- Born: 23 November 1831 Caithness, Scotland
- Died: 18 November 1880 (aged 48) Lesmahagow, Lanarkshire
- Buried: Lesmahagow Cemetery
- Allegiance: United Kingdom
- Branch: British Army
- Rank: Sergeant
- Unit: 93rd Highlanders
- Conflicts: Crimean War; Indian Mutiny;
- Awards: Victoria Cross

= David MacKay (VC) =

David MacKay VC (23 November 1831 - 18 November 1880) was a Scottish recipient of the Victoria Cross (VC), the highest and most prestigious award for gallantry in the face of the enemy that can be awarded to United Kingdom and Commonwealth forces.

==Life==
Born at Alterwall, Howe, Lyth, Scotland, the son of a farm labourer, he enlisted in the 93rd Highlanders (which became the 93rd Sutherland Highlanders and ultimately the Argyll and Sutherland Highlanders) on 23 December 1850 and served in the Crimean War.

==The VC==
He was awarded the VC for an action at the Siege of Lucknow during the Indian Mutiny.

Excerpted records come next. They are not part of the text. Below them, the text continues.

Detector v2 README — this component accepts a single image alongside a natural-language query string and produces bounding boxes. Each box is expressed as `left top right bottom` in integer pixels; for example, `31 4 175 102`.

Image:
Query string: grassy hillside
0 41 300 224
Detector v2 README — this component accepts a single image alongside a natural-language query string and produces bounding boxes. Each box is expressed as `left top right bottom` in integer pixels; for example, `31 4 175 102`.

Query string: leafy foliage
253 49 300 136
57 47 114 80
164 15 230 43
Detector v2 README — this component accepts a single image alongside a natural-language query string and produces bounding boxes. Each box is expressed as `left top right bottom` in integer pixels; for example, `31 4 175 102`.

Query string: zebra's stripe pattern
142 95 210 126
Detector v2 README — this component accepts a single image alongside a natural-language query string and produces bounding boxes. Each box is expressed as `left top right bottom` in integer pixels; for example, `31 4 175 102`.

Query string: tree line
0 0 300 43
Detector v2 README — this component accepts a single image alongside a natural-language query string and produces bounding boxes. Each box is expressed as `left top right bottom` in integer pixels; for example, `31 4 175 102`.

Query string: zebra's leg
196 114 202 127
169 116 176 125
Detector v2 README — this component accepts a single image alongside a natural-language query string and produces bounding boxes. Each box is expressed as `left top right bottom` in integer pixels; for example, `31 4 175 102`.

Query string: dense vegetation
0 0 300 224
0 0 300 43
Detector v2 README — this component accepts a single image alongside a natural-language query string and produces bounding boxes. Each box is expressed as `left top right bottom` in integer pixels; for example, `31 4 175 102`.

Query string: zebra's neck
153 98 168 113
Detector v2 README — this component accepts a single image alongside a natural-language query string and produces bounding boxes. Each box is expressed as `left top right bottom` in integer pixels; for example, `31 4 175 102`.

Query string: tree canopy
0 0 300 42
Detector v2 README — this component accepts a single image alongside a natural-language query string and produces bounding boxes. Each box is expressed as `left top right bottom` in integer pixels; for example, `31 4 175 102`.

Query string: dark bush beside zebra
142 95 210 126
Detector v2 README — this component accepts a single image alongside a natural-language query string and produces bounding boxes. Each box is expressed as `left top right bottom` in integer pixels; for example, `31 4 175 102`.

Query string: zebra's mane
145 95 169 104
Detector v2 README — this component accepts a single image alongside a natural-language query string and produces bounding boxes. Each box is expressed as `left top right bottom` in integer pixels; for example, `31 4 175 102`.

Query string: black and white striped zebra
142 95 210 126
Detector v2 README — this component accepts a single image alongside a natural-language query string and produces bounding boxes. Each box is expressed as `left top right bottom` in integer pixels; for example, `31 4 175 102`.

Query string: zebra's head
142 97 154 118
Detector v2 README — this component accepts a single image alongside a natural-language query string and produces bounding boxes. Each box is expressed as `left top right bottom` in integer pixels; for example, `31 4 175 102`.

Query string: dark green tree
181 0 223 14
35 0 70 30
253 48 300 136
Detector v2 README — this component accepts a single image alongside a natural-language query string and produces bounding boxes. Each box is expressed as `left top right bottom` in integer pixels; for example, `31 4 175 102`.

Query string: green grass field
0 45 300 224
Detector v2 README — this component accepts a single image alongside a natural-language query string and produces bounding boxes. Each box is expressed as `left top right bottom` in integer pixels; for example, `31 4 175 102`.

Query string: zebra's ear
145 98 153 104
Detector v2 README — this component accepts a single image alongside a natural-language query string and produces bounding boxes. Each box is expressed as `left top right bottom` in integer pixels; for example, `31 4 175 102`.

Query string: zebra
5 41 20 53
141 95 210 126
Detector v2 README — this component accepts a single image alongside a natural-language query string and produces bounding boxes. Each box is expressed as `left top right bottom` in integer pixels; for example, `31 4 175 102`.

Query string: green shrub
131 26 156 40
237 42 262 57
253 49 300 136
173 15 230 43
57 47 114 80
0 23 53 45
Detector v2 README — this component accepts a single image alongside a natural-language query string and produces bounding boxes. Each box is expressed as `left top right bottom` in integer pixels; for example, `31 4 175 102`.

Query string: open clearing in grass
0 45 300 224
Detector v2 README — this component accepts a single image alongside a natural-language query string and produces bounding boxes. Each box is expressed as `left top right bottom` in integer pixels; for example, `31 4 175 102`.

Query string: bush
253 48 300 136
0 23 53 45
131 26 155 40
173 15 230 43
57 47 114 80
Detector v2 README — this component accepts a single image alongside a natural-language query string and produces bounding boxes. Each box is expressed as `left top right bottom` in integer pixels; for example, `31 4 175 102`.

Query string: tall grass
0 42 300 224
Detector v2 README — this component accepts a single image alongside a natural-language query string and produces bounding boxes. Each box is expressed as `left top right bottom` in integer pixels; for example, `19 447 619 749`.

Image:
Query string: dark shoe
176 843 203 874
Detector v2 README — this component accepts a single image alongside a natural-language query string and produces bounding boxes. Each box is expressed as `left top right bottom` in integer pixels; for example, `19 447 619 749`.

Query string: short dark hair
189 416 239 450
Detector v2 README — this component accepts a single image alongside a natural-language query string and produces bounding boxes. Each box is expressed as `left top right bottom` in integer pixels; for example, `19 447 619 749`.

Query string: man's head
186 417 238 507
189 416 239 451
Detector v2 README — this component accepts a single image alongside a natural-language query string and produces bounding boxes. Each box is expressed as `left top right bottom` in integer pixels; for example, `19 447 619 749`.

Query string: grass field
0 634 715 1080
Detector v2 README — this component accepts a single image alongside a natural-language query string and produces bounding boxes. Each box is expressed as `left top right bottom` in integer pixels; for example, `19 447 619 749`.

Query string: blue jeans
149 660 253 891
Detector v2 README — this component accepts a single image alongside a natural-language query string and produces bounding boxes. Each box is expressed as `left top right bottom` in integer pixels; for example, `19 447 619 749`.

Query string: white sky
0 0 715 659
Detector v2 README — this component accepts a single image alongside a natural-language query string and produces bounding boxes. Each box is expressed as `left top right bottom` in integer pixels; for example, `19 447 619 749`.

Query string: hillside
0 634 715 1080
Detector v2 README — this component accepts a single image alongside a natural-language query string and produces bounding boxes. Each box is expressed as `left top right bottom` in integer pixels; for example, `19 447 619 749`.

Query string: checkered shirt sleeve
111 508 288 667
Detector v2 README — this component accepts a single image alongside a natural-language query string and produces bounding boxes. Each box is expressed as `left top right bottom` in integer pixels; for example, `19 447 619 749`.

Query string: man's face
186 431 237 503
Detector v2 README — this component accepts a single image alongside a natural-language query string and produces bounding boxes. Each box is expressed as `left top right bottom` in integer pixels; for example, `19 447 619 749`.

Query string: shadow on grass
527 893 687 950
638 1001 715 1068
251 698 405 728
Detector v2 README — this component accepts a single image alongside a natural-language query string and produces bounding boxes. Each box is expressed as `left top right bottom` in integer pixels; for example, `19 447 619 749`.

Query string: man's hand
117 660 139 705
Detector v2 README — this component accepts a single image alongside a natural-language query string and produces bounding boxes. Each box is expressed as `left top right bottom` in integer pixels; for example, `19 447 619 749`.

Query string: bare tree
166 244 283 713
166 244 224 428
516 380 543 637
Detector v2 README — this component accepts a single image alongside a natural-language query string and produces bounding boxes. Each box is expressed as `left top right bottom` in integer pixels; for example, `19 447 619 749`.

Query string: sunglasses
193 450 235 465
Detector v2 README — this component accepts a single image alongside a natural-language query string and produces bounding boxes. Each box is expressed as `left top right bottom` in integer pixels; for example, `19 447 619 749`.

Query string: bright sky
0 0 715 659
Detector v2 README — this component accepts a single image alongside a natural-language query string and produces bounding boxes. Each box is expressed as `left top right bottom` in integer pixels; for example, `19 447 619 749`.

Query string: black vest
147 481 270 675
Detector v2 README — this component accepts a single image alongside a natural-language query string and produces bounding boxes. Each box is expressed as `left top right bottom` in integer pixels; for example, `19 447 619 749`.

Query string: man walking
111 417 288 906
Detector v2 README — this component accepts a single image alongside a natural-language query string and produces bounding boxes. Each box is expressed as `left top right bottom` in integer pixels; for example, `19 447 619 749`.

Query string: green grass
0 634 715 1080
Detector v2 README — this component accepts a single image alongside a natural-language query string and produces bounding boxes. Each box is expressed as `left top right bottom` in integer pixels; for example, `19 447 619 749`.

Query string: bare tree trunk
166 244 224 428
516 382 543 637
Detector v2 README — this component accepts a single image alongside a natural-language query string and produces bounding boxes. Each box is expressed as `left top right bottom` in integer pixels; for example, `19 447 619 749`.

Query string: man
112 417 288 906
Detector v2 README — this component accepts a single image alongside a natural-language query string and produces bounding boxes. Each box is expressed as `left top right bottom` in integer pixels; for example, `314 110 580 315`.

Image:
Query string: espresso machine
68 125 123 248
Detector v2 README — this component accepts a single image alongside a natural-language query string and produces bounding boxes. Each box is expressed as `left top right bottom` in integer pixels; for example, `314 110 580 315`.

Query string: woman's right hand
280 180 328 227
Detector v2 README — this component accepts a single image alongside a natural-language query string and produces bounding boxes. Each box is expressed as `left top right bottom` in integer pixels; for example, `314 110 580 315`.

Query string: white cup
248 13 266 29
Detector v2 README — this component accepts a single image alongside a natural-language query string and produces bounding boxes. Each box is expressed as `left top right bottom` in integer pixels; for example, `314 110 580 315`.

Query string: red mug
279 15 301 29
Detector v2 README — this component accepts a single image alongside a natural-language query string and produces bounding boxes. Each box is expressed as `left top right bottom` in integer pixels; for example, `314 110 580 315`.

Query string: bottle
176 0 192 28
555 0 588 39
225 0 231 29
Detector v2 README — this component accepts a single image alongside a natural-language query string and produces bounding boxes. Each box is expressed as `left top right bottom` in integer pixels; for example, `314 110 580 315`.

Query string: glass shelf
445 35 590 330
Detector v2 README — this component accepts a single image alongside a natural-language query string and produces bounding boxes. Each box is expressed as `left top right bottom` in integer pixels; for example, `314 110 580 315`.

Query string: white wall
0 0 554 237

His citation in the London Gazette dated 24 December 1858 reads:

For great personal gallantry in capturing an enemy colour after a most obstinate resistance, at the Secundrabagh, Lucknow, on the 16th of November 1857. He was severely wounded afterwards at the capture of the Shah Nujjif.

Elected by the private soldiers of the Regiment

===The medal===
The whereabouts of the VC is unknown, Mackay sold it while he was still alive and it was auctioned around 1910.

==Memorial==
Mackay was awarded the VC in 1857 but was buried in Lesmahagow cemetery in an unmarked grave. A ceremony was held at the cemetery on 14 November 1998 to unveil a marker erected near the grave.